I need to cluster sequences according to a 97% threshold, but the current QIIME2 version only provides DADA2-based ASV. Although a method is provided here( How to cluster sequences into OTUs - Microbiome marker gene analysis with QIIME 2 ), according to this paper(https://doi.org/10.1093/ismejo/wrae106), it cannot be used to calculate Chao1/ACE after denoising with DADA2.

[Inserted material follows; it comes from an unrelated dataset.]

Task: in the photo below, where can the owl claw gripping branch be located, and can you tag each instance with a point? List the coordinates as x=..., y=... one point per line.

timanix · November 21, 2025, 8:06pm

Hello!

One can use vsearch-dereplicate plugin within Qiime2 to dereplicate demultiplexed sequences, which results in feature table and representative sequences artifacts. Those can be used for chimera detection and clustering into OTUs at desired threshold. It skips Dada2, so you can use it for the metrics you mentioned above. You can check this thread for an example how to replicate sequences.

Does it help?

SouthGateProject · November 22, 2025, 4:32pm

Thank you! However, how to denoising, chimera removal, or other quality control before clustering by vsearch cluster-features-closed-reference? I cannot find any infromation in new QIIME2 docs

gregcaporaso · November 23, 2025, 8:04pm

Hi @SouthGateProject,
Is there a reason why you need to compute ACE and Chao1 specifically? An important point from the paper you shared is:

these algorithms are impeded by technical limitations intrinsic to Illumina amplicon data that prevent confident resolution of authentic singleton sequences.

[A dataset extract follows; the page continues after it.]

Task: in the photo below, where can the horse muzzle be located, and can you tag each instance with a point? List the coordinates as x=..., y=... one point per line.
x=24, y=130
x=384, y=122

If you're simply interested in computing richness, and don't need to specifically compute ACE and Chao1, I would recommend methods that don't rely on accurate identification of singletons in the data because this is generally problematic, regardless of how you to quality control. The metrics that are computed as part of the gut-to-soil tutorial or the Moving Pictures tutorial are generally the ones I work with and I recommend starting there if possible.

Hope this is helpful!

SouthGateProject · November 24, 2025, 7:23am

thank you! @gregcaporaso

Do you mean Observed Features (a qualitative measure of community richness) of Kmer-based diversity analysis?

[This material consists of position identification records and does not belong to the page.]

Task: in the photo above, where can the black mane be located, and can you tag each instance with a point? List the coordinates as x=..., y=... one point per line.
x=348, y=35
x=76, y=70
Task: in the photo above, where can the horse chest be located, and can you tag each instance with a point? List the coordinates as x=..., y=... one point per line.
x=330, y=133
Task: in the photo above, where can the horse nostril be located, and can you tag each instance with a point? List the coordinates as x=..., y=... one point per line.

gregcaporaso · November 25, 2025, 2:21pm

Hi @SouthGateProject, Yes, those, but also see the boots core-metrics command. The methods there are a bit more traditional in that they're telling you about the ASV diversity (as opposed to the kmer diversity). ASV diversity and kmer diversity will almost certainly be nearly perfectly correlated, but depending on what you're interested in you may prefer one over the other.

SouthGateProject · November 26, 2025, 7:11am

@gregcaporaso thanks

system · December 27, 2025, 1:12pm

This topic was automatically closed 31 days after the last reply. New replies are no longer allowed.